3. The device of claim 1, wherein the memory unit comprises a memory area in a cloud server.

4. The device of claim 1, further operative to carry out the storing of the speech profile via the wireless communication link.

5. The device of claim 1, further operative to carry out the storing and retrieving of the speech profile in encrypted form.

6. The device of claim 1, further operative to carry out automatic adaptation of the speech profile to a current speech sample of the user.

7. The device of claim 1, further operative to adapt the speech profile as a function of a current physical and/or mental state of the user.

8. A system comprising:

a speech recognition device; and

a memory unit located external to the device and having stored therein a speech profile of a user, the device operative to automatically retrieve, via a wireless communication link, the profile from the memory unit at a start-up of the system for use in processing of audio signals of the user.

9. The system of claim 8, wherein the memory unit comprises a portable memory device adapted to be carried by and/or on the user.

10. The system of claim 8, wherein the memory unit comprises a memory area in a cloud server.

11. The system of claim 8, further operative to carry out the storing of the speech profile via the wireless communication link.

12. The system of claim 8, further operative to carry out the storing and retrieving of the speech profile in encrypted form.

13. The system of claim 8, further operative to carry out automatic adaptation of the speech profile to a current speech sample of the user.

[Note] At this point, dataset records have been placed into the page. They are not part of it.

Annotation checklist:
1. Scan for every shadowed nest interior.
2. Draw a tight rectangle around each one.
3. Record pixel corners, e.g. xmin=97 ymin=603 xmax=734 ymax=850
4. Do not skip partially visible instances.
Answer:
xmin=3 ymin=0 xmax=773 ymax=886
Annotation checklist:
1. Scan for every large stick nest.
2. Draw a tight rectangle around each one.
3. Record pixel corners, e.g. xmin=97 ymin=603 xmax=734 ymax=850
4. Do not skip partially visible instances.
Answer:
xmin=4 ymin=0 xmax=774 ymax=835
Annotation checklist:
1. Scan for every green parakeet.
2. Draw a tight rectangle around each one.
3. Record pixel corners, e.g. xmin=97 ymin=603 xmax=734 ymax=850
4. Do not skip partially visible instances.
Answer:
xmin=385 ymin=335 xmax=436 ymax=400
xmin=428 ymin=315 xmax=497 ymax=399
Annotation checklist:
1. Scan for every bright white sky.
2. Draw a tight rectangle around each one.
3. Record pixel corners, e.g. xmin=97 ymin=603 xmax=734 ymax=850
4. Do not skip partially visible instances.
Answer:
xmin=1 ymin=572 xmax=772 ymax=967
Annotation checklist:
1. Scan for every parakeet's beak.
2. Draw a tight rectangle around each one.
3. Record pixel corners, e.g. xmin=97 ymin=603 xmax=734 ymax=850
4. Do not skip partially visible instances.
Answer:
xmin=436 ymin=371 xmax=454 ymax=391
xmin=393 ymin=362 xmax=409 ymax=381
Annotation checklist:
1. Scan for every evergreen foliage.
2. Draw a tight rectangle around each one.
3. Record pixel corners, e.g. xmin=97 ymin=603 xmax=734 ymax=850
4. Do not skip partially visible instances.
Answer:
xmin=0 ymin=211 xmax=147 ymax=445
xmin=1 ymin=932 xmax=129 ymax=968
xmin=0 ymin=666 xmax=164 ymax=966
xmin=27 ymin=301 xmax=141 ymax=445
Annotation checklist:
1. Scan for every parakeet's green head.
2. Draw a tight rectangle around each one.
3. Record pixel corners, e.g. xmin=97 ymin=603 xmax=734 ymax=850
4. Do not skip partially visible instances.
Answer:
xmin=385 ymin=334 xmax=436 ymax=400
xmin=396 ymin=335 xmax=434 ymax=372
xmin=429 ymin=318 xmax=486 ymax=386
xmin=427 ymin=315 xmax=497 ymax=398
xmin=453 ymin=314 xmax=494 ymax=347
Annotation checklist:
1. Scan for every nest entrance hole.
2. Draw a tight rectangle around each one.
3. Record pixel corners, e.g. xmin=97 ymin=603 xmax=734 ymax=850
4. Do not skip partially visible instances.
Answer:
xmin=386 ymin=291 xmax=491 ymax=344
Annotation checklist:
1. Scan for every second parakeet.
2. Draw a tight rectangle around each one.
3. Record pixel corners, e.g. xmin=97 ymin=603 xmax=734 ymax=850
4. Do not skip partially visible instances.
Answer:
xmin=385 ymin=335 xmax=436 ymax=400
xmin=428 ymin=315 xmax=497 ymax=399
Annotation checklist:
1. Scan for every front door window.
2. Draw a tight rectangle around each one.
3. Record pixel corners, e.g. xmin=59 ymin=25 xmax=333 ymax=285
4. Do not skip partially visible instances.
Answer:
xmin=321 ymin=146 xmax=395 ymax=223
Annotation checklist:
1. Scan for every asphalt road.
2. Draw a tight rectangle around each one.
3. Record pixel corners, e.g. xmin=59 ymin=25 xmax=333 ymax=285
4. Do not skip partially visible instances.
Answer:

14. The system of claim 8, further operative to adapt the speech profile as a function of a current physical and/or mental state of the user.

15. A method for speech recognition, comprising:

storing a speech profile associated with a user in a memory unit;

operating a speech recognition device to automatically retrieve, via a two-way wireless communication link, the speech profile at a start-up of the device; and

operating the device to process audio signals received from the user.

16. The method of claim 15, wherein the memory unit comprises a portable memory device adapted to be carried by and/or on the user.

17. The method of claim 15, wherein the memory unit comprises a memory area in a cloud server.

18. The method of claim 15, wherein the speech profile is transmitted to the memory unit for storing via the wireless communication link.

19. The method of claim 15, wherein the speech profile is stored and retrieved in encrypted form.

20. The method of claim 15, further comprising automatically adapting the speech profile to a current speech sample of the user.